Ему хотелось навсегда остаться здесь; вернуться на Кабирскую улицу, к этому пиолу, этой лавке, этим людям, которые обращались с ним так, будто ему всего лет восемь, не больше, было невозможно. Он стоял перед Махатмой, словно умоляя его не отсылать его обратно к бабушке, но тот был непреклонен.
— Иди и поговори с ней. Не думаю, что она настолько неразумна, чтобы отказать тебе в твоих желаниях. Скажи ей, что я рад тому, что ты со мной. Если на эти две недели ты отправишься со мной по деревням, ты увидишь и узнаешь многое, что пригодится тебе впоследствии в жизни. Скажи ей, что она будет рада тому, что тебя отпустила. Убеди ее, что я буду следить за тобой.
Шрирам приходил в ужас от каждого его слова: он хорошо помнил, как бабушка отзывалась о Махатме, и не осмеливался даже намекнуть на то, что она скажет. Сердце его разрывалось от жалости к Махатме, и в голову не приходило, что кто-то может дурно о нем говорить. Мысль о бабушке приводила Шрирама в ярость: глупая, невежественная ханжа! Как она смела так усложнять ему жизнь? Будь его воля, он бы вообще ничего ей не сказал, — но теперь приходилось подчиниться Махатме.
— Хорошо, сэр, — сказал он. — Я пойду и получу бабушкино благословение. Я вернусь завтра утром.
По дороге домой он раздумывал: может, вернуться и сказать Махатме, что он поговорил с бабушкой? Как тот узнает, чго было на самом деле? Все же он решил, что, хотя эта мысль вполне естественна в данных обстоятельствах, вряд ли стоит ее осуществлять. Конечно, бабушка может устроить скандал — упадет в обморок или пригрозит покончить с собой, подымет такой шум, что услышат соседи, прибегут, запрут его в доме и откажутся выпустить. Стоит ли так рисковать ради того, чтобы доложить Гандиджи, что он повидал, как ему было велено, упрямую старуху? Может, разумнее сказать старцу, будто он поступил, как тот ему приказал? Впрочем, бабушка может догадаться о том, что за всем этим стоит Бхарати, и, что бы он ни говорил о Махатме, не поверит ни единому его слову. Если она будет оскорблять Махатму, он не сможет себя сдержать. Вдруг он сделает что-то, о чем будет потом жалеть?
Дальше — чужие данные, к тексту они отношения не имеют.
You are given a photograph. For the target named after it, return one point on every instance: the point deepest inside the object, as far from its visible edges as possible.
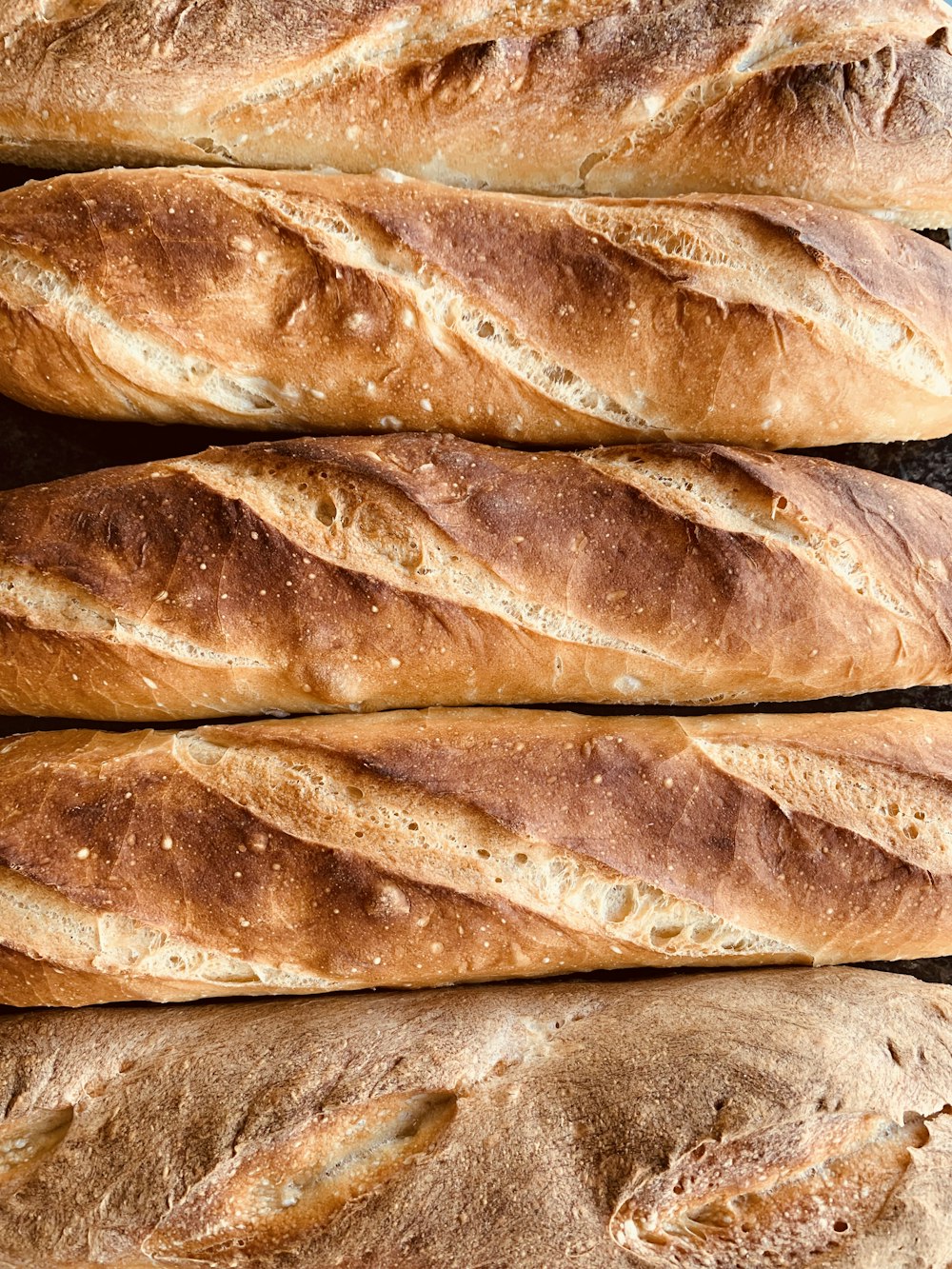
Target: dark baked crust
(413, 849)
(845, 102)
(383, 572)
(371, 305)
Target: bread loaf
(423, 848)
(368, 574)
(372, 305)
(847, 102)
(704, 1120)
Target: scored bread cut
(844, 102)
(354, 304)
(425, 848)
(403, 571)
(783, 1117)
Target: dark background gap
(37, 446)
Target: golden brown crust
(701, 1120)
(417, 849)
(847, 102)
(373, 305)
(403, 571)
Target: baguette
(417, 849)
(847, 102)
(399, 571)
(368, 305)
(703, 1120)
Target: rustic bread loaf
(847, 102)
(380, 572)
(704, 1120)
(372, 305)
(417, 849)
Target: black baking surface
(37, 446)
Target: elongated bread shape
(425, 848)
(783, 1117)
(377, 305)
(403, 571)
(847, 102)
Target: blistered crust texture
(845, 103)
(406, 571)
(781, 1117)
(376, 305)
(426, 848)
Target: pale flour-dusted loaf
(791, 1119)
(353, 304)
(402, 571)
(426, 848)
(844, 102)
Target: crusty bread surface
(353, 304)
(704, 1122)
(403, 571)
(847, 102)
(425, 848)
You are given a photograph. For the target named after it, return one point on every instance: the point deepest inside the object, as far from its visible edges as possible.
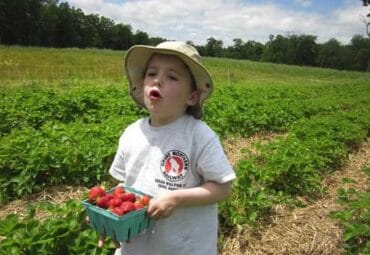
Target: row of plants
(50, 137)
(294, 164)
(354, 217)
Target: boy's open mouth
(154, 94)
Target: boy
(172, 155)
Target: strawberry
(119, 190)
(127, 206)
(117, 210)
(128, 197)
(138, 205)
(102, 201)
(145, 200)
(114, 202)
(96, 192)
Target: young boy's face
(167, 88)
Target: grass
(24, 65)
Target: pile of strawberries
(119, 201)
Он предоставил себе, что силой заставляет бабушку замолчать, но тут же вспомнил, что в глазах Махатмы это будет неправильно. Он огорчится, узнав об этом. Надо повернуть джутку назад и сказать Махатме, что бабушка его благословила. Но ведь тот, будучи Махатмой, может прочесть его мысли и отправить назад к бабушке, или все отменит, пока не уверится в том, что он повидал бабушку, — а не то объявит голодовку и будет голодать, пока Шрирам этого не сделает. Зачем Махатма так печется о бабушке, когда у него столько других дел? Раз перед ним стоит столь важная задача, как изгнание англичан из страны, надо позволить Шрираму самому разобраться с такими простыми делами, как бабушка. Мысли его мешались, но вскоре лошадь повернула на Кабирскую улицу. Он заплатил вознице не торгуясь и молча отпустил джутку. Не хотелось обращать на себя внимания соседей.